Harvard and Penn were head-and-shoulders above the rest of the league. Each polled for almost 30 points more than the nearest runners up, even in a season in which third-place Brown could be a third contender in the race for Ivy supremacy. Harvard and Penn have held the top two spots in the Ivy League at season’s end for the past four years, and Penn has been a perennial powerhouse.
“[Number] two means you’re getting a lot of respect from a lot of people,” Murphy said.
“As defending champions, they’re the team to beat. Until someone knocks them off, they’re the team to beat,” Penn coach Al Bagnoli said. “From my perspective, they should have been the top team. They’re the defending champs, they have some marquee kids back, and a fair amount of kids returning with skills.”
The reason that a team so dominant in the past season as Harvard didn’t take first has something to do with its losses to graduation—most notably, Ivy Player of the Year Fitzpatrick, who has since inked a three-year deal with the St. Louis Rams. The Crimson has replacements, but none with real time on the field.
“No one’s going to give us any credit at quarterback until somebody proves that we deserve it,” Murphy said. “We certainly have a lot of question marks—only time will tell.”
The Crimson begins preseason practice August 23—time to be spent lifting weights, running drills, and, most importantly, answering big questions about the team’s competitiveness this season.
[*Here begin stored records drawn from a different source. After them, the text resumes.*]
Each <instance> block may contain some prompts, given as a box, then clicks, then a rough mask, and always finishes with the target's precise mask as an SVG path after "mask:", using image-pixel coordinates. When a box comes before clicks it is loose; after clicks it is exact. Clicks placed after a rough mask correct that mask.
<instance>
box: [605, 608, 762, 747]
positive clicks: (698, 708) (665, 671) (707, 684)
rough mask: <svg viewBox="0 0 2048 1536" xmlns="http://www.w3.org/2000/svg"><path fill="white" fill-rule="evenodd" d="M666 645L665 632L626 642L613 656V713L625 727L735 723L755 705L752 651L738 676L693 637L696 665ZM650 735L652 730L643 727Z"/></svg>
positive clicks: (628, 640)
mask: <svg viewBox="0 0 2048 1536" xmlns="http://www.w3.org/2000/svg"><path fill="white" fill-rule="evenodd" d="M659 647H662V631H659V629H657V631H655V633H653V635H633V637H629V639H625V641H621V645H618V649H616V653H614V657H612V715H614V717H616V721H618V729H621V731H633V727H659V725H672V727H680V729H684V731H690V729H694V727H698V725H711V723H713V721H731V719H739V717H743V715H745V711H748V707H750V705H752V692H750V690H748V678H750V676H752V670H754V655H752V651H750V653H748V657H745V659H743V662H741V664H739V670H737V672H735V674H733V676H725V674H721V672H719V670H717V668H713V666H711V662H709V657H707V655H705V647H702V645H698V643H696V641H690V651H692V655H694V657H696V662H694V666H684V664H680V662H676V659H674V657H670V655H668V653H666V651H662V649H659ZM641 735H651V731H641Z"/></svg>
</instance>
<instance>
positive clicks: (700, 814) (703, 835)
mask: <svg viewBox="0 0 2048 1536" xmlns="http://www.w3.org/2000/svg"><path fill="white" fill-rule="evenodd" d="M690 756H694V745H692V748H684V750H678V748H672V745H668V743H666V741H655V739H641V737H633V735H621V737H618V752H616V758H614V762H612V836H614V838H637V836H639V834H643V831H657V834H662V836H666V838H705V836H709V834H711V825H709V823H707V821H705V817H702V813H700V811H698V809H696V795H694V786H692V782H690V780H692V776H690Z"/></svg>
“By the time we get to our scrimmage game, hopefully we’ll have a better idea where we are at certain positions in terms of competitiveness, quality, and depth,” Murphy said. “We have some concerns about our depth at defensive line, at linebacker, and concerns about developing our quarterbacks in the system.”
In Philadelphia, the Quakers return six All-Ivy players from last season’s squad, which finished 8-2 (6-1), good enough for second in the league. Penn has won six Ivy titles in coach Al Bagnoli’s 13-year tenure.
“Penn, in the last 25 years, has won the Ivy League championship more than any other team,” Murphy said, adding, “There’s going to be a lot of others in the hunt.”
Bagnoli has said he was surprised to see his team ranked ahead of Brown, which finished third in the poll with 91 points. Harvard preserved its perfect season with second-half heroics last year against Brown, rallying from a three-touchdown deficit to win 35-34. But preseason prognostication has the Bears bringing much the same team that had the Crimson’s back against the wall. Brown’s offense is particularly potent in its current incarnation.
“We’ve been going over a ton of Brown film. They have nine All Ivy players returning,” Murphy said, noting that the Bears return junior receiver Lonnie Hill, who led the Ivy League in receptions in 2003 before taking last season off. “Based upon what I know, Brown’s as good as anybody else.”
The nine All-Ivy players the Bears have back include two-time All Ivy first-team rusher Nick Hartigan and league-leading senior receiver Jarrett Schreck. Like Harvard, however, Brown has yet to settle on a quarterback, and its offensive line has lost four players to graduation.
“Their group of skill kids, especially their offense, may be the best in the league,” Bagnoli said. “That doesn’t include the other five teams. In any given week in this league, anyone can beat anyone else. It somewhat surprised me, the distance between Harvard and Penn and Brown, though.”
Elsewhere in the Ivies, Yale, Cornell, and Princeton formed a second tier in Ivy football, finishing in close succession with 66, 63, and 57 points respectively.
Pollees saw no reason that Dartmouth or Columbia should suddenly reverse their skids of recent years to leap out of the league basement, as the Big Green and the Lions rounded out the Ivy League, receiving 36 and 24 points, respectively.